Today, the wait is over, Spanish Harlems burned out buildings are gold mines. Many of the same landlords who bruned their tenements are now rebuilding. Empowerment zoning has changed the face of the neighborhood. Chain store rise like monsters from a lake. Gap. Starbucks. Blockbuster Video. Old Navy. Like the new Belin, El Barrio is being rebuilt from the ashes. THe rents are absurdly high, and it breaks my heart, because Spanish Harlem had allways been the springboard. A place where immigrants came to better themselves and, when they had reached the next plateau, they'd leave traces of their culture, a bit of themselves behind, and move on. A melting pot pf past successs stprioes- Dutch, Jews, Irish, Italians.
I know all neighborhoods must change, but if you are Puerto Rican and need to learn where you came from and who you are, you need to start in Spanish Harlem. The spiritual landmarks are still here in El Barrio. Helens people don't seem to have mystical places like ours. They don't have a sacred Harlem, an East L.L., a South Central. They don't have a poor holy place that speaks to your soul, vibrant streets that tell you about those that came before you. All they have are small towns that either die or stay the same. Small towns that they don't care to romanticize. Small towns that they try and kill inside themseleves when they leave for New York City or whereever and never look back.
__________________
__________________

1. Spiritual Landmarks. What!?!?!?!!

2. Poor Holy Place. What !?!?!?! Who is this guy and why doesn't he teach a fiction class at City?

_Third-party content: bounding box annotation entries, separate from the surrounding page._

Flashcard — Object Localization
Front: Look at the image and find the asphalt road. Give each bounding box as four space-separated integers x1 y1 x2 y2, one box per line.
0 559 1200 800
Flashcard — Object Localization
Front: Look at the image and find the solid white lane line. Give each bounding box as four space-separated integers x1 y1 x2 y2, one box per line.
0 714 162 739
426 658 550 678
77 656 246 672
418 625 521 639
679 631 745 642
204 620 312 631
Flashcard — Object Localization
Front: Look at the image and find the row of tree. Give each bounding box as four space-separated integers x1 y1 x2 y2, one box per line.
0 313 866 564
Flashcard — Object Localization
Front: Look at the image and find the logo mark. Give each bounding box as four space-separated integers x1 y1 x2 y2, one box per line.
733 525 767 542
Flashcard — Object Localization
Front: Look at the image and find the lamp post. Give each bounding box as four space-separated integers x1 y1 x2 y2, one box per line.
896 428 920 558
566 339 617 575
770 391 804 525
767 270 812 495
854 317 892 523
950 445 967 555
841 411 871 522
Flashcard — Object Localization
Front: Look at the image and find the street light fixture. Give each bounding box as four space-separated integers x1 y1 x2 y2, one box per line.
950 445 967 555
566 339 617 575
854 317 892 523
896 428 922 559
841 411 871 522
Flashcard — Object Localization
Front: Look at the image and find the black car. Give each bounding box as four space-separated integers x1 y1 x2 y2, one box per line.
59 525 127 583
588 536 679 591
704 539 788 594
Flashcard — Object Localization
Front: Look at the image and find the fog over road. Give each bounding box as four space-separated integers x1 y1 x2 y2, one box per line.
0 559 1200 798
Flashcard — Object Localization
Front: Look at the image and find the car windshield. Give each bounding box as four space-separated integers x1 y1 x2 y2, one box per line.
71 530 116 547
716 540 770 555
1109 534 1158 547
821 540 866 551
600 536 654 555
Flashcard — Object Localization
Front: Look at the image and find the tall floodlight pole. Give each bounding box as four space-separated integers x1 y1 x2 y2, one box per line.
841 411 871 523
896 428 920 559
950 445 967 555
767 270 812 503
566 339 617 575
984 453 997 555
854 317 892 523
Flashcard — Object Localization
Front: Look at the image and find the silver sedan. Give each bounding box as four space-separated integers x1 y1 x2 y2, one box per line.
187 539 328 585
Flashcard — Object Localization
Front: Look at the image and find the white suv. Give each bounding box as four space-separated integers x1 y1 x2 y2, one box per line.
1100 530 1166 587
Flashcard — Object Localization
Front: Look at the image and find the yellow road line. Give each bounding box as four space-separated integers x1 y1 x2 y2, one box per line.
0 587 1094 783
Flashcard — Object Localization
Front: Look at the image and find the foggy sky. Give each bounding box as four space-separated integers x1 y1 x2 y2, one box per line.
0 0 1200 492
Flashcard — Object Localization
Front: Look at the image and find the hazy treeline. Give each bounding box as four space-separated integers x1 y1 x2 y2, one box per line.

3. Sacred Harlem!?!?!?! What. A neighborhood. Sacred. Who knew?

4. What do you all think of the excerpts. Are they over the top. Too politcal. Not politcal enough.

I find them timely and endearing.
_________________
_________________

5 comments:

Xave said...

I grew up on long Island in the 70s dying to live in the city. The worse I was told it was, the more I wanted to live there. Visions of West Side Story filled my mind as I imagined myself making out with Tania. She was the childhood sweetheart I was too shy to ever talk to. But somehow I believed that simply being on a rooftop in Harlem would give me the courage to tell her how I felt. Silly, I know, but Harlem always had a particular allure for me and I’m glad the phoenix is rising from the ashes.

M.Dot. said...

Story filled my mind as I imagined myself making out with Tania.
____________________
Don't we all have these.

The rooftop prolly would have given you the courage.

Thats what rooftops are for.

Dreaming and thinking.

Big Walt said...

"Small towns that they don't care to romanticize. Small towns that they try and kill inside themseleves when they leave for New York City or whereever and never look back."

God damn, that shit is real. One of the things I've tried to do with my music is make people from small blue collar towns more proud of where they came from.

And not in a getting in fights with kids from the next town over way either.

M.Dot. said...

you should read it walt.

you would heart it.

Big Walt said...

Alright, I guess I will.

I'm reading Down These Mean Streets by Piri Thomas right now, which is sorta related.